Financial inclusion is another big area in which Google is supporting young ventures. Gurugram-based Perceptiviti Data Solutions, which provides an AI-powered platform for insurance claim flagging, payment integrity, fraud and abuse management, uses advanced machine learning models to provide a risk score for each incoming claim. This helps flag dodgy claims and also enables faster clearing of genuine ones. The firm says that it has assessed a million claims so far with 90 per cent accuracy, thus reducing the cost of fraud detection by over 70 per cent.

Perceptiviti’s Sherlock Platform is able to read through a 100-page health insurance claim document in seconds to detect missing information and inaccuracies. The platform, which has been built using Google’s Vision API and TensorFlow ML capability, automates the entire health claim cycle.

“Typically, a patient has to wait for 4-8 hours for the insurance claim to get approved and for reimbursement, which, too, takes several days sometimes. Our AI engine cuts down that time to minutes,” says Sandeep Khurana, founder of Perceptiviti.

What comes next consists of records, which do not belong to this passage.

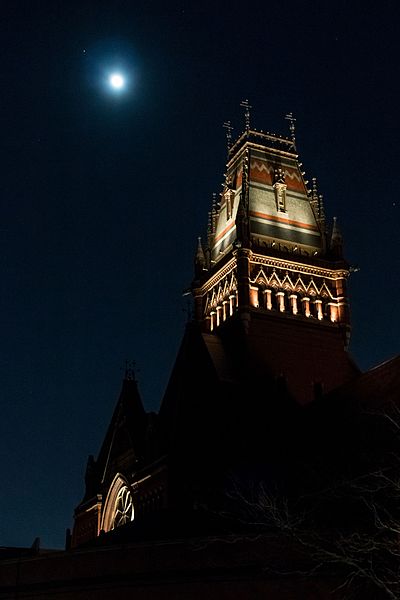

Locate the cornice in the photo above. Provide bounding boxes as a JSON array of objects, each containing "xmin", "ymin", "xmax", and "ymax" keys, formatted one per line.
[
  {"xmin": 200, "ymin": 257, "xmax": 236, "ymax": 295},
  {"xmin": 250, "ymin": 252, "xmax": 350, "ymax": 280}
]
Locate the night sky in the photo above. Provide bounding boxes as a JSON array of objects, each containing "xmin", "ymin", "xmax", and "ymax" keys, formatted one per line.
[{"xmin": 0, "ymin": 0, "xmax": 400, "ymax": 547}]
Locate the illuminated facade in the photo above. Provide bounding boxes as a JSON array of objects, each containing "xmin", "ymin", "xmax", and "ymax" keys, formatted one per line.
[
  {"xmin": 193, "ymin": 130, "xmax": 349, "ymax": 339},
  {"xmin": 72, "ymin": 116, "xmax": 359, "ymax": 546}
]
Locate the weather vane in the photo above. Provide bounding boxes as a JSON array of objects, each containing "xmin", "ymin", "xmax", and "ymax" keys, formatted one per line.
[
  {"xmin": 240, "ymin": 100, "xmax": 253, "ymax": 133},
  {"xmin": 285, "ymin": 112, "xmax": 296, "ymax": 146},
  {"xmin": 222, "ymin": 121, "xmax": 233, "ymax": 150}
]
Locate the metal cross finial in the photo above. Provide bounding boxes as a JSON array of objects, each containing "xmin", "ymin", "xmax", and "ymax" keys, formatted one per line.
[
  {"xmin": 240, "ymin": 100, "xmax": 253, "ymax": 133},
  {"xmin": 285, "ymin": 113, "xmax": 296, "ymax": 146},
  {"xmin": 222, "ymin": 121, "xmax": 233, "ymax": 150}
]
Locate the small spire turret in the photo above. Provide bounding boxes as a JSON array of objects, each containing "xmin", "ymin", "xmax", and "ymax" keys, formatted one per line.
[
  {"xmin": 330, "ymin": 217, "xmax": 343, "ymax": 258},
  {"xmin": 194, "ymin": 236, "xmax": 206, "ymax": 275},
  {"xmin": 222, "ymin": 121, "xmax": 233, "ymax": 152},
  {"xmin": 285, "ymin": 112, "xmax": 296, "ymax": 148},
  {"xmin": 240, "ymin": 99, "xmax": 252, "ymax": 134}
]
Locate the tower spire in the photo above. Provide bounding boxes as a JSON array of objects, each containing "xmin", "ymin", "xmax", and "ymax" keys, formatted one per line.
[
  {"xmin": 240, "ymin": 99, "xmax": 252, "ymax": 133},
  {"xmin": 222, "ymin": 121, "xmax": 233, "ymax": 152},
  {"xmin": 285, "ymin": 112, "xmax": 296, "ymax": 148}
]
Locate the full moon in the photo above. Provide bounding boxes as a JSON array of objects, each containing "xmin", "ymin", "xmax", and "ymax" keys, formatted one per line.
[{"xmin": 109, "ymin": 73, "xmax": 125, "ymax": 90}]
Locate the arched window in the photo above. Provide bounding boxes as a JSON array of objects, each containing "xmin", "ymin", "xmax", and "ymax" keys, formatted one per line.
[
  {"xmin": 112, "ymin": 485, "xmax": 135, "ymax": 529},
  {"xmin": 101, "ymin": 473, "xmax": 135, "ymax": 531}
]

The mentors at Google accelerator helped Perceptiviti make their ML models more efficient as well as reduce their size. The mentors included a team from DeepMind, the AI-company owned by Google parent Alphabet Inc., as well as top professors from an Israeli university, says Khurana, who is an alumnus of IIT-Delhi.

Another company, Financepeer, also supported by Google, is addressing the unique problem of school (K-12) fee financing. The Mumbai-based peer-to-peer lending platform, which connects individual borrowers to lenders, pays the entire year’s fees to the school in one instalment and then collects it from parents in 9 or 12 monthly installments at zero interest. Financepeer uses an algorithm that quantifies risk from credit and non-credit bureau channels by leveraging AI. The company claims to have reduced customer onboarding time by 50 per cent after implementing the learnings from the mentorship boot camp and ‘design sprint’ at Google’s accelerator programme.

Similarly, SmartCoin, an app-based lending platform, is focusing on enhancing access and choice for financially underserved people. Using data science, ML and AI, it provides small to mid-sized loans to users, while building a credit score for future transactions.

Google invites many of the entrepreneurs driving these companies to visit its offices in the US to receive mentoring. One such is Geetha Manjunath, founder and chief executive of Niramai Health Analytix, which has developed an AI-based solution for detecting early-stage breast cancer. The core of Niramai’s solution is Thermalytix, a diagnostic engine that uses a high-resolution thermal sensing device and a cloud-hosted analytics solution for analysing thermal images. The low-cost, portable device, which is free from radiation, uses big data analytics, AI and ML for early and accurate breast cancer screening.

Last year, Manjunath flew to one of Google’s offices in the US to attend a start-up boot camp and was mentored by the likes of Eric Schmidt, former CEO of Google, internet pioneer Vint Cerf, and Peter Norvig who is Google’s director of research and an expert on AI.